"spiritual manipulation runs deep"


Mark Driscoll’s Mars Hill church is splintering, and the problem seems to be a common one: a charismatic leader, a cult-like following, and the ego and weird psychological flaws of the leader gradually expand until they dominate the discourse. Everyone had to have known from the beginning that Mars Hill is peddling poison.

In Mars Hill theology, female members are viewed through the lens of complementarianism, a theological position that prescribes separate roles for women and men including male headship. A woman being advised to get down on her knees and give her husband a blow job represents just one of a spectrum of submissive behaviors touted for females, who are encouraged to find their meaning in the traditional roles of wife and mother. The virginity of women is prized, and by some reports Driscoll’s late discovery and fury that his wife had sex with another male as a teenager became bizarrely significant in their relationship and in the life of the church even though he himself was not a virgin when he married.

And now we’re finding out that he plagiarized chunks of his ‘bestseller’ book, and that one reason it was a bestseller is that he used church funds to buy up copies, and that many former church members are leaving in protest against Driscoll’s authoritarianism. It’s good to see. You can find more at Mars Hill Refuge, where former cult members share their stories.

A couple of years ago, some Mars Hill church members tried to recruit me to do a debate there — even then I got a creepy cult-like vibe from them, and turned them down flat.

Comments

  1. says

    The Stranger did a rather interesting expose of the church’s authoritarianism two years ago: Church or Cult?. At the bottom of the article are links to other items The Stranger has done on the church.

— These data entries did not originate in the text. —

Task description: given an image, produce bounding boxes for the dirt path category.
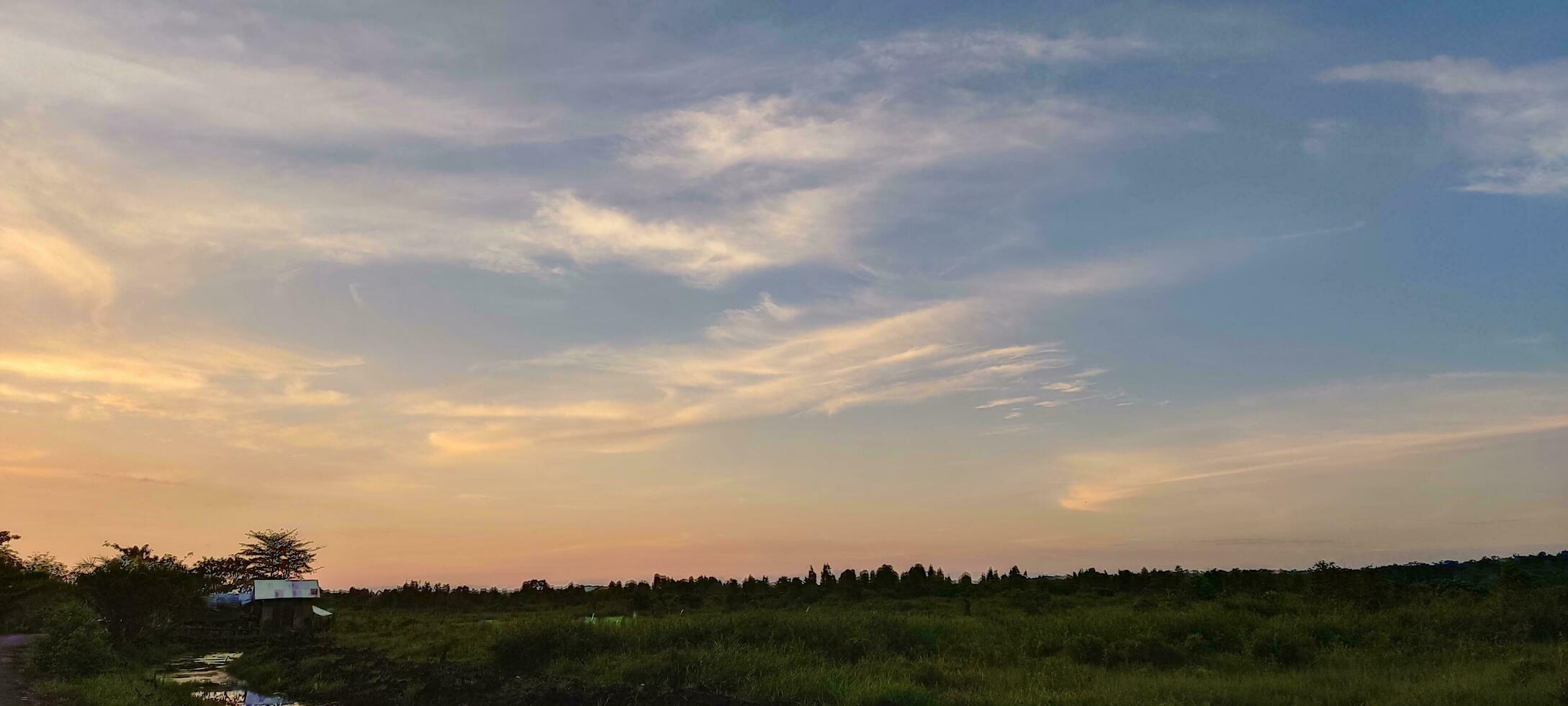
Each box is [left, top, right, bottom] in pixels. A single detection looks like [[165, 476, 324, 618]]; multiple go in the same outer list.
[[0, 635, 33, 706]]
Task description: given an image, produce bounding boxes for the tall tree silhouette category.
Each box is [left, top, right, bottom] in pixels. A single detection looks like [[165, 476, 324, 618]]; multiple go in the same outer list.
[[235, 530, 320, 579]]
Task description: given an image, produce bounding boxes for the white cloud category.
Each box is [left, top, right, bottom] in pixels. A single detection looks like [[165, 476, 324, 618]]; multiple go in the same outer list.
[[405, 298, 1062, 453], [861, 32, 1155, 72], [976, 397, 1035, 409], [518, 190, 847, 285], [1320, 56, 1568, 196], [1054, 373, 1568, 510]]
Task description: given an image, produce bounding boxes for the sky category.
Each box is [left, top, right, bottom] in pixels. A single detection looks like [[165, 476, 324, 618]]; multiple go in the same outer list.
[[0, 0, 1568, 586]]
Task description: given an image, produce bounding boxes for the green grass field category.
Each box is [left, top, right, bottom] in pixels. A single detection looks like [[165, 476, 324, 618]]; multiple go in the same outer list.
[[235, 589, 1568, 706]]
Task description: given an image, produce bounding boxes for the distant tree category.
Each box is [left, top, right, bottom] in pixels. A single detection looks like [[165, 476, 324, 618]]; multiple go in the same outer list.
[[22, 553, 69, 579], [76, 543, 202, 643], [872, 563, 898, 593], [192, 555, 253, 593], [235, 530, 320, 579], [0, 530, 22, 566]]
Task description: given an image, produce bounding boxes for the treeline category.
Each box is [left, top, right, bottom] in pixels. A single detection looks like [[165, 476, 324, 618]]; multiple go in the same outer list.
[[331, 550, 1568, 610], [0, 530, 317, 690]]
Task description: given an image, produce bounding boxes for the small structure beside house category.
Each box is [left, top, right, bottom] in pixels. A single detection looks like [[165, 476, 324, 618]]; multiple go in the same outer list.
[[207, 579, 333, 630]]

    (For those of you outside of Seattle: The Stranger is our alternative newspaper.)

  2. mikeyb says

    Should the name tell all, sounds like an episode out of the X-files where members wait for the next Hale-Bopp to arrive.

  3. Becca Stareyes says

    My deep sympathies for the people leaving. From what friends have said about leaving fundamentalist churches, it’s not an easy or pain-free process, even when you realize that you need to leave or you will be consumed by it. I’m glad the folks leaving have a community like Mars Hill Refuge so they can assist one another.

  4. anteprepro says

    Ugh. That quoted paragraph seems virtually indistinguishable from mainstream attitudes towards women, especially within the fundisphere. Interesting that it gets own peculiar “theological” label. Interesting even more that it is blatant newspeak. “Women and men are complementary” apparently is the same thing as saying “women must be virginal housewives who submit to male authority”.

  5. Kevin Kehres says

    The theology of a blow job?

    What in the world is he basing that bit of theological advice on? The fact that every man says “oh God!” at some point in the proceedings?

  6. Sastra says

    Spiritual manipulation runs deep indeed. The article says that the whistleblowers “accusations are, at least partially, obscured by the language of faith, by a hesitance to label problems with the frank terms that would be used if Mars Hill were, say, just another multi-level marketer.”

    Exactly right, because religion is supposed to require different rules from start to finish. Fundamentalism is partly defined by the firm conviction that there are obvious, clear truths which are available only to those who have been born into the right group or undergone a proper spiritual transformation … and that these truths cannot be questioned. Doubt leads to the other side, the group which is blind and wicked and incapable of understanding. At the heart of this idea is the idea that the heart is everything. The truly spiritual just “know.”

    Therefore an empirical case is always suspect. The pious critics have to scour their hearts for sin every time they make sense or find a reasonable objection. Faith isn’t supposed to work that way: critical thinking is a form of pride and it is anathema to those on the path to holy and sacred Truth. Frankness is not religion’s friend.

    It’s telling that the objections are not so much over the authoritarian doctrine as over how it was implemented. That pretty much explains why it got as bad as it did … and will probably continue to do so, over and over. Once you’re convinced that blurring where God leaves off and you begin requires humility — watch out.

  7. Azuma Hazuki says

    Wasn’t there something in the Bible about “sowing the wind and reaping the whirlwind?” Serves him right. I hope he does hard jail time.

    Calvinism may very well be the third-worst idea the human race has ever had, with Islam in second place and what is arguably the idealogical founder of both, eternal torment in hell, in first by a huge margin.